One major implication to mechanic is the need for a good range of wireless signals. If you have no hotspots around, generating enemies will become more than a minor inconvenience to say the least. Furthermore, if you're being physically barraged by a mass of wifi points, the corresponding gang of incoming enemies will tear your sole defensive point - a crystal - completely apart. Metro Wardrive attempts to work around this problem by offering a variety of modes based on your wifi situation. Speed options range from riding on a metro to sitting in a stationary position, with more particular ones in between the two also available. When physically traveling faster, the game expects you encounter more hotspots, lowering the spawn rate appropriately; the opposite being true for slow movement.

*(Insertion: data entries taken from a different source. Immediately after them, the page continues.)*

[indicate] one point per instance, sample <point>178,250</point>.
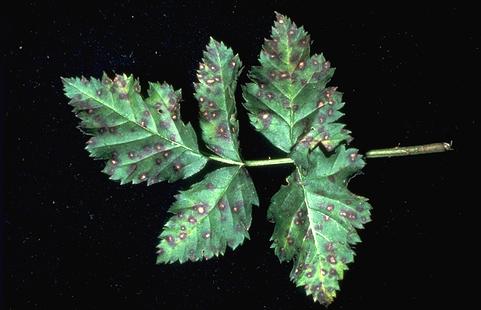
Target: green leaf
<point>288,100</point>
<point>211,215</point>
<point>316,218</point>
<point>215,92</point>
<point>142,140</point>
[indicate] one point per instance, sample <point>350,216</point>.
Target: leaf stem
<point>268,162</point>
<point>410,150</point>
<point>225,160</point>
<point>376,153</point>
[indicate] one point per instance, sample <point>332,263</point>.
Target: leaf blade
<point>211,215</point>
<point>215,92</point>
<point>315,227</point>
<point>288,90</point>
<point>139,142</point>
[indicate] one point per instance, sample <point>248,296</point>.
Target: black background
<point>75,240</point>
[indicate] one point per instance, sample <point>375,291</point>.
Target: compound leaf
<point>211,215</point>
<point>316,217</point>
<point>288,100</point>
<point>215,92</point>
<point>142,140</point>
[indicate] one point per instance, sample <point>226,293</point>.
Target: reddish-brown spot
<point>290,240</point>
<point>200,208</point>
<point>331,259</point>
<point>222,132</point>
<point>329,246</point>
<point>159,146</point>
<point>170,240</point>
<point>177,167</point>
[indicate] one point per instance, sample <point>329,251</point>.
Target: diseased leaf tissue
<point>289,102</point>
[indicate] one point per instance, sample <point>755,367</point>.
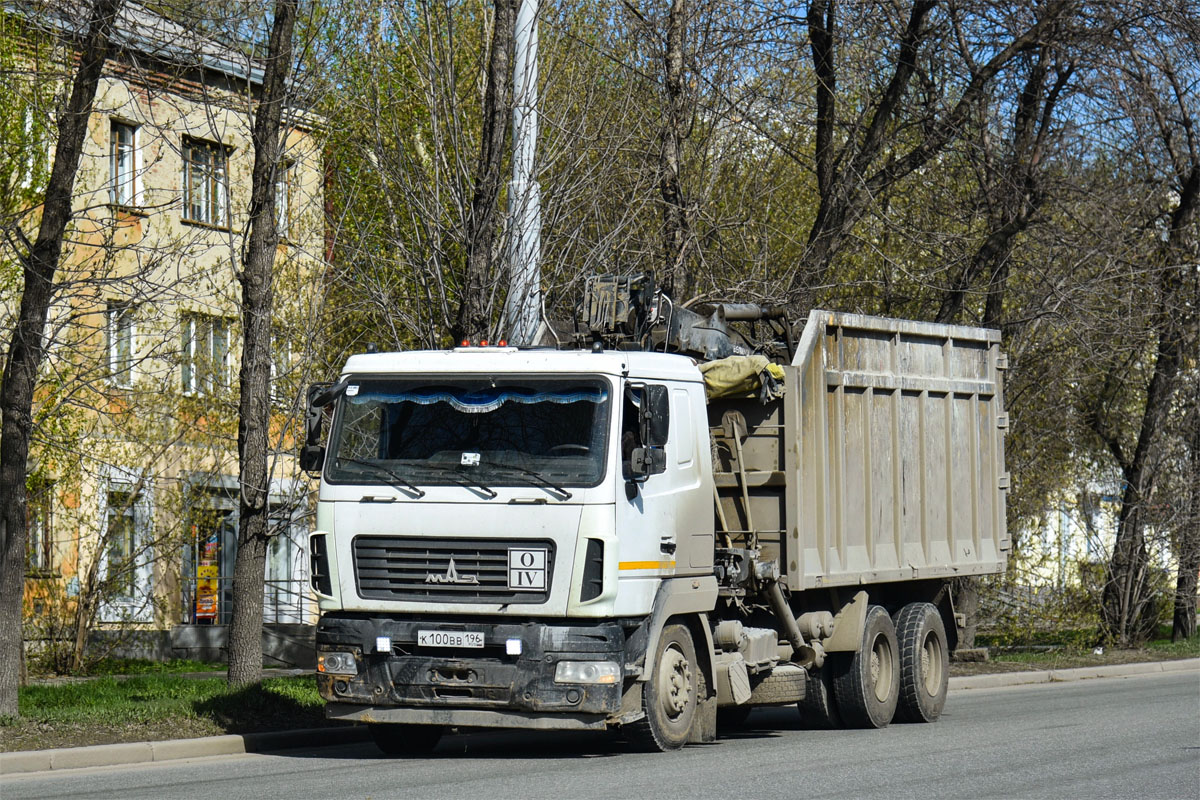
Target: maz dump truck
<point>664,522</point>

Given the proof of concept, what prospects exist for the concept's realization? Wardriving may very well be a passing fad like Pogs (and I still have my favorite Popeye slammer), with a mere following among a handful of programming students and tech heads. And despite its technology being freely available to any portable device with wireless function including your PSP and cell phone, Wardriving will not be an easy sell. But that won't ultimately determine whether the genre is to catch on with plane, train, and automobile passengers. Rather, it's the question of wireless signals' general reliability. Hotspot-based AI doesn't fit well into a world filled with mapped-out scenarios or planned in-game events. Instead, a Wardrive game's design requires the central mechanic to be based around some kind of interaction between player and their wireless environment. Trying to successfully program anything other than a simple shooter doesn't sound like any easy task.
Fortunately, there are some encouraging signs for Wardriving given recent trends from a combination of sources from both in and outside the gaming industry. By promoting projects which integrate the DS wifi connection to local environments, Nintendo has been signaling that wifi-based interactivity is plausible for the handheld medium. This is demonstrated by Nintendo's agreements with art centers to incorporate the DS into physical tours. By tracking position via hotspots, the "gaming device" pings back information about the user's immediate area. On the homebrew front programmers are continually experimenting with different Wardriving-like techniques, including feeding hotspot data back in music form (see: sniff_jazzbox by the people behind Metro Wardrive).
Moreover, the use of Wardriving technology is not restricted to portable gaming as we know it. Broader application, like the Nintendo model, can have a profound impact on spheres of gaming that go largely ignored by video game consumers. The ability to have instant knowledge about your local wireless area can be a massive boon to viral gaming. Marketers who promote interactive games that rely on solving physical puzzles with hints transmitted through the internet would undoubtedly jump at the idea of using handheld tracking systems to enhance the experience.
A matter of time will tell what happens to handheld Wardriving and and-or's input may well be completely forgotten. The magic bullet prototype confidently proving that hotspot-based video games are totally plausible is also unlikely to come along anytime soon. This is why it's important for those of us who do happen to come across impressive proof of concepts like Metro Wardrive to show support for innovation where it's otherwise largely lacking. Then, maybe one day, my dream of a Wardriving version of Rez for the DS will become a reality.